1-6 モフ子、お留守番をする
名前を決めた後、モフ子と遊びながら、僕はどうしたものかと思案する。
……というのも、一緒に住むにあたって足りないものが多過ぎるのである。
住処に関しては百歩譲って良いとしても、食事は絶対に必要だ。
しかし、現状のストックではもってあと1日といったところ。
これは早急に補給する必要がある。
が、それには1つ問題があった。
……モフ子を置いて、出かけるのもなぁ。
そう。今買い物に行けば、モフ子を家においていく事になる。
例えばしつけのなった成犬ならまだしも、生まれて間もなく、この家の事もあまり把握していないだろうモフ子を家においていくのは、やはり抵抗があった。

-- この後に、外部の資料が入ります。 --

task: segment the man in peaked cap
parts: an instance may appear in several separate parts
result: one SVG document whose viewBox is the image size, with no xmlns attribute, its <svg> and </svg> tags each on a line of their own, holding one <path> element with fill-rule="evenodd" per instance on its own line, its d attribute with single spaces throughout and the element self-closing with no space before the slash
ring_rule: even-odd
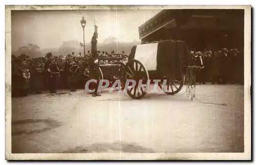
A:
<svg viewBox="0 0 256 165">
<path fill-rule="evenodd" d="M 56 66 L 53 64 L 53 55 L 51 53 L 48 53 L 46 57 L 48 60 L 45 65 L 44 70 L 47 74 L 49 89 L 51 93 L 56 93 L 57 91 L 55 90 L 56 77 L 51 73 L 51 72 L 55 72 Z"/>
<path fill-rule="evenodd" d="M 202 53 L 201 52 L 198 52 L 196 53 L 196 56 L 197 56 L 196 59 L 196 66 L 200 66 L 203 67 L 204 66 L 204 64 L 203 60 L 203 58 L 202 57 Z M 202 68 L 198 72 L 198 74 L 197 75 L 197 79 L 198 81 L 199 82 L 199 84 L 205 84 L 205 70 L 204 68 Z"/>
</svg>

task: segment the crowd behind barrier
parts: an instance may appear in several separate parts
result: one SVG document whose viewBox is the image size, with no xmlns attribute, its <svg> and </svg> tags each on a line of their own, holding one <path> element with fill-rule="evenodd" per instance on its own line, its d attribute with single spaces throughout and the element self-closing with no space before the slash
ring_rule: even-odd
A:
<svg viewBox="0 0 256 165">
<path fill-rule="evenodd" d="M 210 82 L 212 84 L 243 85 L 244 56 L 242 52 L 236 49 L 228 50 L 224 48 L 216 52 L 191 50 L 190 54 L 191 65 L 204 66 L 203 69 L 197 72 L 196 80 L 199 84 Z M 108 65 L 118 61 L 125 64 L 128 56 L 124 52 L 115 54 L 113 51 L 108 54 L 99 51 L 98 64 Z M 54 92 L 55 89 L 70 89 L 71 91 L 75 91 L 76 89 L 84 88 L 88 80 L 84 73 L 87 72 L 90 57 L 92 55 L 89 51 L 84 56 L 81 56 L 80 53 L 77 56 L 74 53 L 67 56 L 52 55 L 39 58 L 31 58 L 24 54 L 18 57 L 12 55 L 12 96 L 40 93 L 47 89 L 51 92 Z M 52 87 L 54 83 L 51 81 L 57 81 L 56 86 Z"/>
<path fill-rule="evenodd" d="M 84 87 L 88 80 L 84 74 L 88 71 L 89 59 L 92 57 L 90 51 L 84 56 L 81 53 L 76 55 L 73 52 L 66 56 L 48 56 L 51 53 L 39 58 L 31 58 L 25 54 L 18 57 L 12 55 L 12 96 L 39 94 L 45 90 L 53 93 L 55 89 L 70 89 L 75 91 L 76 89 Z M 122 54 L 98 51 L 97 58 L 98 64 L 106 65 L 117 61 L 125 63 L 127 57 L 123 51 Z M 52 86 L 54 82 L 51 81 L 56 81 L 56 86 Z"/>
</svg>

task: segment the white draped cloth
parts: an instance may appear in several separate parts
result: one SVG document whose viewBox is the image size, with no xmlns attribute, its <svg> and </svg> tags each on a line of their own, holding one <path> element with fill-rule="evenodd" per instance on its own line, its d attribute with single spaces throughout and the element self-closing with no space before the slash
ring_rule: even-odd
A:
<svg viewBox="0 0 256 165">
<path fill-rule="evenodd" d="M 134 59 L 139 60 L 147 70 L 157 70 L 158 43 L 137 45 Z"/>
</svg>

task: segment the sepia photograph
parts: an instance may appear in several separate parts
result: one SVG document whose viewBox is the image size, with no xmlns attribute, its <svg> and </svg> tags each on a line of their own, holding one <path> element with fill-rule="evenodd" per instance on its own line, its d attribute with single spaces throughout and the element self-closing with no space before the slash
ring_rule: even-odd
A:
<svg viewBox="0 0 256 165">
<path fill-rule="evenodd" d="M 251 158 L 250 6 L 6 6 L 6 159 Z"/>
</svg>

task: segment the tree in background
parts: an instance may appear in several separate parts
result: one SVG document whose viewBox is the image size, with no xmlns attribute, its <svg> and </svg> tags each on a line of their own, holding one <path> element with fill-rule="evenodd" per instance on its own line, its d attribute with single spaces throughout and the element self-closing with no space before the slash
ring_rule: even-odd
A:
<svg viewBox="0 0 256 165">
<path fill-rule="evenodd" d="M 29 43 L 27 46 L 19 47 L 18 54 L 18 56 L 24 54 L 30 57 L 41 57 L 40 47 L 33 43 Z"/>
</svg>

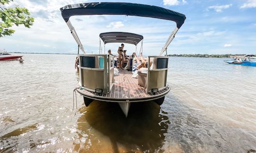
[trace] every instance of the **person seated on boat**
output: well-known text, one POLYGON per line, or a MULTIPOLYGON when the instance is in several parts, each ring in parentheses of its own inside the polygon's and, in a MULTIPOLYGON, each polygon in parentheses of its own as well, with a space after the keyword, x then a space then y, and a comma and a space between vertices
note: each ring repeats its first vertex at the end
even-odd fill
POLYGON ((78 65, 79 65, 79 58, 78 57, 78 56, 77 56, 76 58, 75 59, 75 68, 78 68, 77 67, 78 65))
POLYGON ((126 50, 124 50, 124 52, 123 52, 123 57, 124 58, 124 62, 128 62, 129 59, 128 59, 128 56, 126 55, 126 50))
MULTIPOLYGON (((137 69, 139 69, 141 68, 147 68, 148 62, 147 59, 144 59, 142 57, 142 53, 140 53, 139 57, 138 58, 136 56, 136 54, 134 52, 133 54, 135 59, 136 62, 134 63, 134 65, 136 65, 136 68, 137 69), (135 64, 136 63, 136 64, 135 64)), ((150 62, 150 66, 152 64, 152 62, 150 62)))
POLYGON ((121 47, 118 47, 118 60, 119 61, 119 68, 123 68, 123 64, 124 62, 124 59, 123 58, 123 52, 124 51, 124 44, 123 43, 121 44, 121 47))
POLYGON ((111 53, 111 50, 109 50, 109 51, 108 51, 108 55, 112 55, 112 56, 115 57, 115 55, 113 55, 111 53))
POLYGON ((19 61, 20 63, 23 63, 24 60, 23 60, 22 57, 20 57, 19 60, 18 60, 19 61))

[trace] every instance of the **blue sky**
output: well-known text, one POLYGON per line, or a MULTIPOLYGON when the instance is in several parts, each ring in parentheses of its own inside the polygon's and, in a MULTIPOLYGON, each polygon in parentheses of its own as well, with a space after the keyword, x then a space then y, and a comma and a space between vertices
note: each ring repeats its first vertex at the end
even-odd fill
MULTIPOLYGON (((30 29, 15 27, 12 36, 0 38, 0 48, 10 52, 75 53, 77 45, 59 8, 95 1, 14 0, 8 6, 28 8, 35 18, 34 25, 30 29)), ((185 14, 187 19, 169 46, 168 54, 256 54, 256 0, 108 1, 155 5, 185 14)), ((124 31, 144 36, 145 55, 158 55, 175 27, 170 21, 125 16, 73 17, 71 21, 86 52, 95 53, 99 52, 101 33, 124 31)), ((117 54, 119 45, 107 44, 106 49, 117 54)), ((132 45, 125 47, 128 54, 134 51, 132 45)))

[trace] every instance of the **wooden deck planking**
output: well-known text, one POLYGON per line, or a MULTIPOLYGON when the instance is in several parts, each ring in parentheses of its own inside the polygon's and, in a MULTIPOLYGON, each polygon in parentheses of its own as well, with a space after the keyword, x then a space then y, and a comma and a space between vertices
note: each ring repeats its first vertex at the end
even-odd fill
MULTIPOLYGON (((138 79, 132 77, 132 73, 126 70, 119 69, 120 75, 114 77, 114 84, 110 93, 99 94, 95 92, 82 90, 85 94, 90 96, 95 95, 106 98, 140 98, 154 96, 152 93, 147 94, 144 87, 138 85, 138 79)), ((164 89, 156 93, 155 95, 161 94, 168 89, 164 89)))

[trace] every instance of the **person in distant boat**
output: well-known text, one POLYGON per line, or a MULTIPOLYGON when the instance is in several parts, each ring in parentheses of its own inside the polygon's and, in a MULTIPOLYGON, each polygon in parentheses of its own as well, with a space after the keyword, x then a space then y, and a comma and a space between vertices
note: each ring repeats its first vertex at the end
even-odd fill
POLYGON ((75 59, 75 68, 78 69, 78 67, 77 67, 79 65, 79 58, 77 56, 75 59))
POLYGON ((111 53, 111 50, 109 50, 109 51, 108 51, 108 55, 112 55, 112 56, 115 56, 114 55, 113 55, 113 54, 111 53))
POLYGON ((19 61, 20 63, 23 63, 23 61, 24 61, 24 60, 23 60, 23 59, 22 59, 22 57, 20 57, 19 60, 18 60, 18 61, 19 61))
POLYGON ((124 62, 124 58, 123 57, 123 52, 124 51, 124 44, 121 44, 121 47, 118 47, 118 60, 119 61, 119 67, 120 68, 123 68, 123 64, 124 62))

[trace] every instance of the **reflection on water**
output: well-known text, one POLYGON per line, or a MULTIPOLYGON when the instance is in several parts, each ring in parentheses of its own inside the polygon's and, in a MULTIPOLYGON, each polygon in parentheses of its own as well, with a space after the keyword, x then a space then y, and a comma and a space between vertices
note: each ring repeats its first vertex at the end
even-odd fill
POLYGON ((78 120, 79 130, 76 138, 86 139, 83 143, 75 144, 74 150, 115 153, 162 151, 169 121, 159 111, 159 106, 153 102, 133 103, 126 118, 117 103, 94 101, 88 108, 79 110, 83 114, 78 120), (102 143, 102 140, 105 142, 102 143))
POLYGON ((159 107, 94 101, 73 91, 75 55, 0 62, 0 152, 254 153, 256 68, 221 59, 171 58, 159 107))

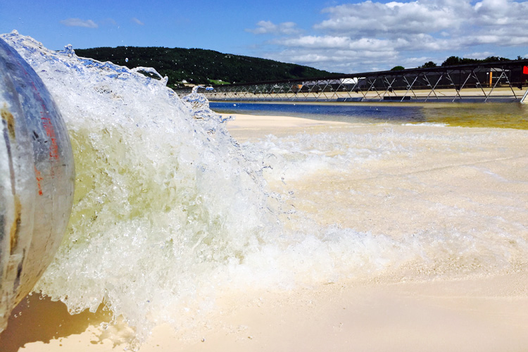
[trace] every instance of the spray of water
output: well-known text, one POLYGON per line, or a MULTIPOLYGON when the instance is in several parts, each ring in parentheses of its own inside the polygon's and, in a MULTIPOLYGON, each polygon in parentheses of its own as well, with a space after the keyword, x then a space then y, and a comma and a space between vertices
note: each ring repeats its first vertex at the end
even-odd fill
POLYGON ((419 151, 405 144, 413 136, 270 137, 240 146, 203 96, 180 99, 165 79, 139 72, 152 69, 79 58, 70 46, 54 52, 15 32, 2 37, 41 76, 72 141, 70 225, 34 289, 73 313, 104 301, 142 340, 161 323, 196 323, 222 290, 472 272, 483 260, 505 268, 525 253, 510 233, 495 243, 493 234, 457 229, 394 237, 320 226, 294 211, 290 192, 268 187, 408 157, 419 151))

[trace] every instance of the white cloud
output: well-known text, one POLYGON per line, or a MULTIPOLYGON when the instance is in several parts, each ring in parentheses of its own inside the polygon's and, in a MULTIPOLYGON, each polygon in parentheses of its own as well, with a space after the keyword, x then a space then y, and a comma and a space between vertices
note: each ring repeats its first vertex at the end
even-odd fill
POLYGON ((138 20, 135 17, 132 17, 130 20, 132 20, 134 23, 135 23, 137 25, 145 25, 144 23, 142 23, 142 21, 140 21, 139 20, 138 20))
POLYGON ((67 18, 61 21, 64 25, 68 27, 84 27, 86 28, 97 28, 97 23, 92 20, 81 20, 80 18, 67 18))
POLYGON ((297 25, 293 22, 284 22, 275 25, 271 21, 262 20, 257 23, 256 28, 253 30, 247 29, 246 31, 255 34, 272 34, 291 35, 300 32, 300 31, 296 28, 296 25, 297 25))
POLYGON ((260 21, 246 30, 277 36, 265 44, 270 58, 334 72, 416 67, 429 61, 441 64, 439 58, 465 53, 477 58, 508 57, 501 53, 515 52, 510 48, 526 52, 528 46, 527 0, 367 0, 328 7, 322 13, 327 18, 306 35, 293 23, 260 21))

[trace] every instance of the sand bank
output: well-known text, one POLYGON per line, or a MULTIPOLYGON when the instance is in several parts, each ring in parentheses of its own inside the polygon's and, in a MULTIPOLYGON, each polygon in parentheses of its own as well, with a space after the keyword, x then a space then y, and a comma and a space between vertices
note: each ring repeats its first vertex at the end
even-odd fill
MULTIPOLYGON (((237 115, 236 118, 228 122, 228 128, 241 142, 268 134, 287 135, 322 131, 332 133, 351 129, 360 133, 376 134, 387 128, 384 125, 348 125, 285 117, 237 115)), ((423 133, 446 134, 450 137, 455 137, 461 131, 458 127, 439 130, 427 125, 394 125, 389 128, 402 132, 413 128, 423 133)), ((437 193, 437 189, 427 191, 425 187, 420 191, 430 193, 422 196, 453 196, 455 201, 457 194, 463 196, 465 192, 477 191, 470 183, 471 178, 463 177, 467 166, 486 165, 492 168, 495 175, 518 178, 519 194, 515 201, 526 202, 528 180, 524 170, 528 165, 525 149, 528 136, 525 132, 518 131, 506 137, 511 140, 494 153, 476 147, 463 156, 453 153, 442 158, 441 156, 435 155, 432 161, 429 158, 432 154, 425 150, 425 158, 417 159, 421 161, 402 165, 401 170, 408 170, 406 175, 413 172, 421 181, 439 182, 441 185, 441 194, 437 193), (453 177, 453 175, 460 177, 453 177), (457 179, 460 180, 460 182, 451 184, 451 181, 457 179), (465 183, 464 180, 470 184, 465 183)), ((403 172, 389 166, 383 163, 377 165, 386 170, 382 172, 384 178, 377 182, 383 182, 386 190, 396 191, 395 185, 401 184, 403 172)), ((360 179, 366 180, 368 175, 353 175, 341 182, 352 182, 360 179)), ((320 193, 327 192, 323 194, 328 196, 336 187, 328 182, 335 182, 336 179, 329 178, 327 181, 318 180, 304 183, 303 189, 296 190, 299 198, 308 199, 310 190, 314 189, 320 193)), ((486 182, 487 189, 501 187, 491 180, 486 182)), ((365 187, 375 187, 368 182, 363 184, 365 187)), ((300 184, 294 186, 301 187, 300 184)), ((337 188, 342 189, 344 187, 341 184, 337 188)), ((486 196, 483 194, 482 199, 486 196)), ((386 228, 377 229, 379 231, 394 231, 397 234, 396 231, 401 230, 398 227, 412 227, 415 222, 407 222, 397 216, 412 202, 393 202, 389 206, 384 201, 386 197, 381 197, 384 201, 377 203, 372 199, 360 201, 360 196, 350 199, 347 206, 353 206, 358 210, 346 218, 348 220, 343 220, 343 214, 320 215, 316 211, 320 208, 318 202, 345 201, 343 199, 318 197, 313 199, 311 210, 307 203, 300 201, 298 206, 304 206, 305 211, 312 211, 318 221, 341 221, 344 222, 344 226, 354 225, 361 230, 375 225, 365 216, 375 211, 385 214, 393 211, 396 214, 384 222, 386 228), (346 223, 347 221, 349 223, 346 223), (391 223, 396 224, 394 229, 386 225, 391 223)), ((510 219, 508 216, 515 219, 515 215, 504 216, 507 220, 510 219)), ((526 225, 525 220, 515 220, 526 225)), ((1 351, 12 352, 23 346, 20 351, 25 352, 122 350, 120 343, 130 334, 125 327, 111 327, 102 334, 99 327, 90 324, 107 319, 104 315, 70 316, 62 303, 35 297, 32 298, 29 308, 20 307, 13 312, 18 314, 22 311, 23 314, 12 320, 17 322, 10 322, 9 329, 2 334, 1 351), (44 325, 53 328, 44 329, 44 325), (44 334, 38 333, 43 331, 44 334)), ((494 275, 461 279, 420 281, 386 278, 367 282, 344 280, 283 291, 225 292, 218 297, 216 308, 199 326, 177 332, 167 326, 158 327, 139 351, 525 351, 527 346, 528 273, 520 268, 494 275)))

さて、どうしようかと、モフ子の相手をしつつ僕が悩んでいると……突然モフ子が、あぐらをかく僕の前でお座りの体勢になり、ポンッと右前足を膝の上に乗せてきた。
いわゆる『お手』の形だろうか。
「……? どうしたの? モフ子」
突然の行動に僕は訳が分からず首を傾げる。
対しモフ子は、前足を引っ込めると、お座りの体勢のままこちらをジッと見つめている。
……ま、まさか!?
モフ子の行動に、僕はとある可能性を思い浮かべる。
それは天才犬かもしれないモフ子だからこそ考えられる可能性で……
「まさかモフ子、1人でお留守番できたりする?」
半信半疑の状態で、こちらに目を向けるモフ子へと僕がそう声を掛けるとモフ子は、
「ワフッ!」
と元気良く声を上げ、再度右前足を僕の膝へとのっけた。
……た、偶々だよね?
モフ子のこちらの言葉を完全に理解しているかのような行動に、しかし今回ばかりは完全には信じられず僕は苦笑いを浮かべる。
……よし、なら。
が、すぐに真実を確かめるべく、僕はゆっくりと立ち上がった。
そしてサイフ等を持つと玄関まで行き、靴を履く。
その間もモフ子は僕の後ろをちょこちょことついてきたが、僕が土間へ降りると、モフ子は土間へ降りたりはせず、廊下で静かにお座りをする。
……まさか、本当に?
僕はごくりと喉を鳴らすと、廊下で佇むモフ子に、
「じゃ、じゃあ買い物行ってくるね。すぐ戻ってくるから、お留守番していてね」
と声を掛け、反応を待つ。
するとモフ子は、やはりこちらの言葉がわかっているのか、可愛らしい右前足をすっと持ち上げ、ワフッと鳴いた。
……や、やっぱり天才だ!?
その姿を目にし、モフ子がこちらの言葉を理解していると確信すると、僕は急いで近所のペットショップへと向かった。
◇
「ただいまー!」
買い物を終え、ドアを開けると僕はモフ子に向けそう声を掛けた。
すると、僕がドアを開ける前から動いていたのか、モフ子はすぐに土間前へとやってきて、お座りの体勢になる。
しかし、テンションが上がってるのだろう、尻尾は千切れんばかりに動いている。
僕はそんなモフ子の姿を見て、まず何の問題もなくお留守番できた事に対し驚くと共に、僕の帰宅を喜んでくれる事に対し多幸感を感じた。
だからだろうか。僕は荷物を全て床へと置くと、モフ子を抱え上げると、ぎゅっと優しく抱きしめるのであった。